Hewlett-Packard announced its intention to acquire network equipment manufacturer 3Com, offering $2.7 billion for the company.
The acquisition was seen as a shot across the bows of networking giant Cisco, whose relationship with HP is increasingly competitive (see ‘Cisco’s expansion opens new battle fronts).
The deal will bolster HP’s position in a number of ways. Most immediately, it will enhance the company’s existing ProLiant line of networking products, but it will also strengthen HP’s systems portfolio.
The growing use of virtualisation within enterprise architectures has driven demand for more sophisticated network switch functionality, such as the ability to move virtual machines across physical servers without dropping network connections.

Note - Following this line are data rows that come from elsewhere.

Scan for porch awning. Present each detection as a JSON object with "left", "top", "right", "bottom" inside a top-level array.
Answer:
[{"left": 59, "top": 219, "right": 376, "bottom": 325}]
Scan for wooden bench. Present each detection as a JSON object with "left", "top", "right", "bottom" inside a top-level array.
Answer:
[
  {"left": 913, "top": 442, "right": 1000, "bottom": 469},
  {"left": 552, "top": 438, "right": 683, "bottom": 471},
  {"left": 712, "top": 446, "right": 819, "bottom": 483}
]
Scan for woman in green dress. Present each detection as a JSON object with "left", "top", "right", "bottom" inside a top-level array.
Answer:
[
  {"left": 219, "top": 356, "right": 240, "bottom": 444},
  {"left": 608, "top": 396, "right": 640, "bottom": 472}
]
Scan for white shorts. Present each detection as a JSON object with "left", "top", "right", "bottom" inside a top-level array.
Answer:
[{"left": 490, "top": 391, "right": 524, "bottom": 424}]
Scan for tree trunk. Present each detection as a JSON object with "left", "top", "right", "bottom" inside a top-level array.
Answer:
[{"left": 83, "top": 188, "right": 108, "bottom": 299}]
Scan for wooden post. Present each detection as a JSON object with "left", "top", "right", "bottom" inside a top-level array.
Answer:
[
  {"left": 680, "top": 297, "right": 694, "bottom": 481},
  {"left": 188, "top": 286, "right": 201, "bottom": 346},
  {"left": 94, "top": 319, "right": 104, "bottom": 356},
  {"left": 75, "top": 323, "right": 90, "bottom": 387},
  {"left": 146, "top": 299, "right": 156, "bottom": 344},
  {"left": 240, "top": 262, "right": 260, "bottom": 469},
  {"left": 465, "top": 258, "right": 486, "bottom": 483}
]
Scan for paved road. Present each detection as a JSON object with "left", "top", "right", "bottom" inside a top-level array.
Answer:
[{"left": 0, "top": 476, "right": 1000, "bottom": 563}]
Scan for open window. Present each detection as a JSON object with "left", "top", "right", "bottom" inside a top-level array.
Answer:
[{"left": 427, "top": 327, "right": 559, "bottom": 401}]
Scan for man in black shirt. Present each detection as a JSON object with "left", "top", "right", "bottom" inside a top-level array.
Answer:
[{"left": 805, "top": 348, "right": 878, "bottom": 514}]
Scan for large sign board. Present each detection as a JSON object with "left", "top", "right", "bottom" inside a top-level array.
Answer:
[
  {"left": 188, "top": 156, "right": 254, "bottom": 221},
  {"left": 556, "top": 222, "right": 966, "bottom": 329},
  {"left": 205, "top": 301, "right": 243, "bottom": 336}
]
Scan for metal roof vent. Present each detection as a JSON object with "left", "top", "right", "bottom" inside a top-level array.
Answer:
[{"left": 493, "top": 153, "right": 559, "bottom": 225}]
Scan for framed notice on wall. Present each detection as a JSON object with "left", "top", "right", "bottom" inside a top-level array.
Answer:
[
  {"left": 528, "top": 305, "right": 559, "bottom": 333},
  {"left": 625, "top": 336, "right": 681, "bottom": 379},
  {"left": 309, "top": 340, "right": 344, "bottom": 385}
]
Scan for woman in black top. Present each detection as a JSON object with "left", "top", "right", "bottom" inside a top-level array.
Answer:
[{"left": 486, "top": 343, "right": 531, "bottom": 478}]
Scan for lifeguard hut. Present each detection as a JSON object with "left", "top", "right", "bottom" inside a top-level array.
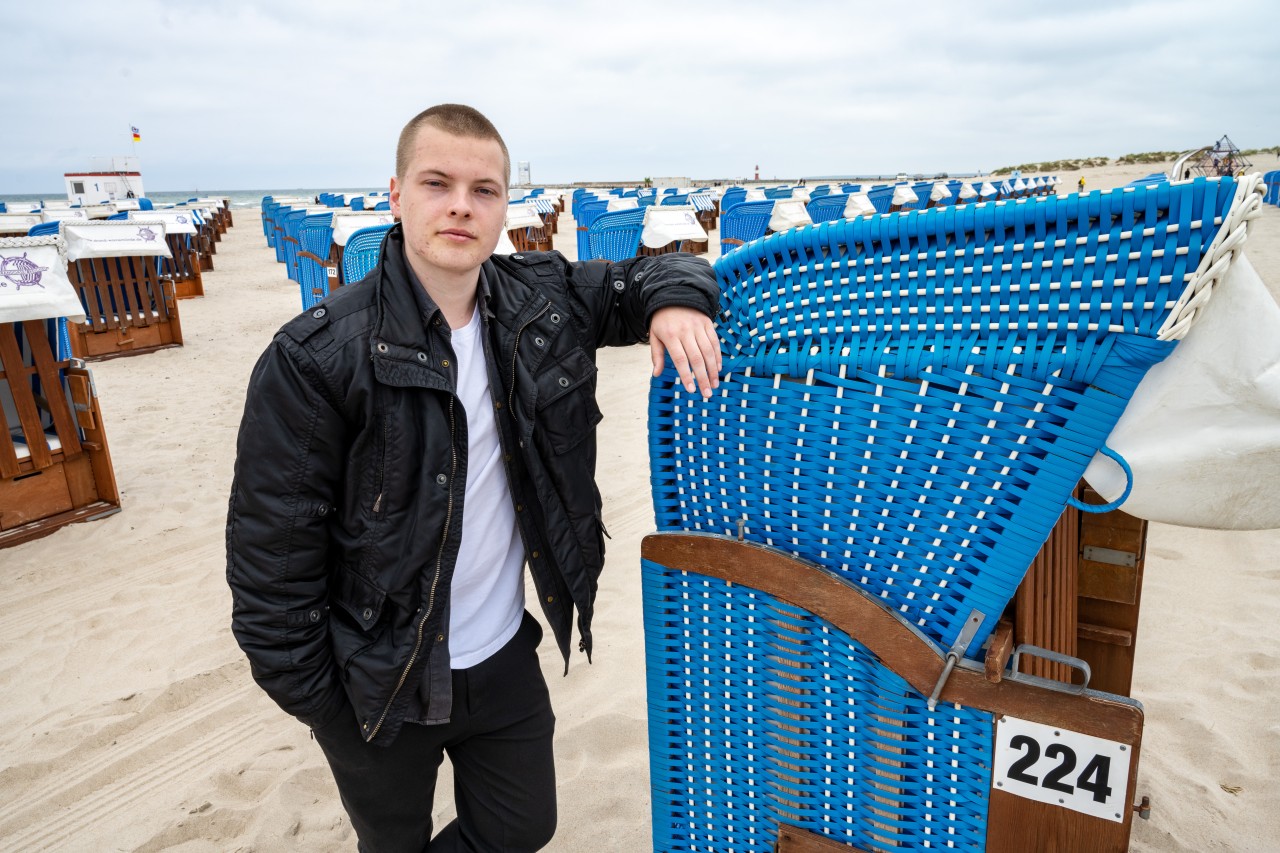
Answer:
[{"left": 63, "top": 156, "right": 146, "bottom": 205}]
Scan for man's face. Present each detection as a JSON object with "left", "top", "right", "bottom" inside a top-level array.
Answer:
[{"left": 390, "top": 126, "right": 507, "bottom": 284}]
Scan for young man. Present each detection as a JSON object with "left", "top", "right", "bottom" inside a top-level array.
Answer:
[{"left": 227, "top": 104, "right": 721, "bottom": 853}]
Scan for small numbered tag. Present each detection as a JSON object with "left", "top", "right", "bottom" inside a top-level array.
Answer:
[{"left": 991, "top": 717, "right": 1133, "bottom": 822}]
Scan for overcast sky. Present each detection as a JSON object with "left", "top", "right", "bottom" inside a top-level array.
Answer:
[{"left": 0, "top": 0, "right": 1280, "bottom": 195}]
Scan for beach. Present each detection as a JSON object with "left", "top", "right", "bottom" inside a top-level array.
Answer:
[{"left": 0, "top": 155, "right": 1280, "bottom": 853}]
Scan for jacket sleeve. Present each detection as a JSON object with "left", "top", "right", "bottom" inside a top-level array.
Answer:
[
  {"left": 566, "top": 252, "right": 719, "bottom": 347},
  {"left": 227, "top": 336, "right": 347, "bottom": 727}
]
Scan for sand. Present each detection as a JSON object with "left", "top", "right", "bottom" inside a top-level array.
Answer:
[{"left": 0, "top": 158, "right": 1280, "bottom": 853}]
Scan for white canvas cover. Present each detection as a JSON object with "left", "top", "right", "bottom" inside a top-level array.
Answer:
[
  {"left": 769, "top": 199, "right": 813, "bottom": 232},
  {"left": 507, "top": 201, "right": 543, "bottom": 231},
  {"left": 845, "top": 192, "right": 876, "bottom": 219},
  {"left": 127, "top": 210, "right": 196, "bottom": 234},
  {"left": 0, "top": 213, "right": 44, "bottom": 237},
  {"left": 640, "top": 205, "right": 707, "bottom": 248},
  {"left": 60, "top": 219, "right": 173, "bottom": 260},
  {"left": 330, "top": 210, "right": 396, "bottom": 246},
  {"left": 892, "top": 183, "right": 920, "bottom": 205},
  {"left": 0, "top": 234, "right": 84, "bottom": 323},
  {"left": 1084, "top": 254, "right": 1280, "bottom": 530},
  {"left": 40, "top": 207, "right": 88, "bottom": 222}
]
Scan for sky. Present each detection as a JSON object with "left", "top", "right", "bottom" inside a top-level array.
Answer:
[{"left": 0, "top": 0, "right": 1280, "bottom": 195}]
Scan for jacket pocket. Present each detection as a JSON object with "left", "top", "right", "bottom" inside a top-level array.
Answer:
[
  {"left": 332, "top": 569, "right": 387, "bottom": 631},
  {"left": 538, "top": 350, "right": 604, "bottom": 455}
]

Another asset is 3Com’s strong business in China. As well as manufacturing its equipment there, 3Com took half of its revenues in China in 2008.
Indeed, 3Com very nearly became a Chinese company last year, when Chinese telecom giant and key 3Com partner Huawei showed interest in part-acquiring it. The deal was called off, however, after the US government’s Committee on Foreign Investment in the US threatened to block the deal on national security grounds (3Com’s equipment is used in some military networks).
No such fears blocked another Chinese company from rampantly acquiring North American business software companies, as CDC Software – the applications arm of Chinese IT company CDC Corporation – picked up three vendors, two Canadian and one from the US.
Two of these, Truition and gomembers, are software-as-a-service providers, and the company said that the acquisitions boost its “roll-up” strategy – i.e. buying everything it can afford – in the growing on-demand software industry.
The ever-dwindling number of substantially sized IT analyst companies took a tumble in November 2009 when Gartner acquired AMR Research, a specialist in supply chain IT strategy, for $64 million.
There has been mounting concern that certain analyst companies hold too great an influence over the business IT zeitgeist, and this acquisition will do nothing to allay those fears.
However, another interpretation of events is that the proliferation of small, independent analyst voices is driving the big names to consolidate.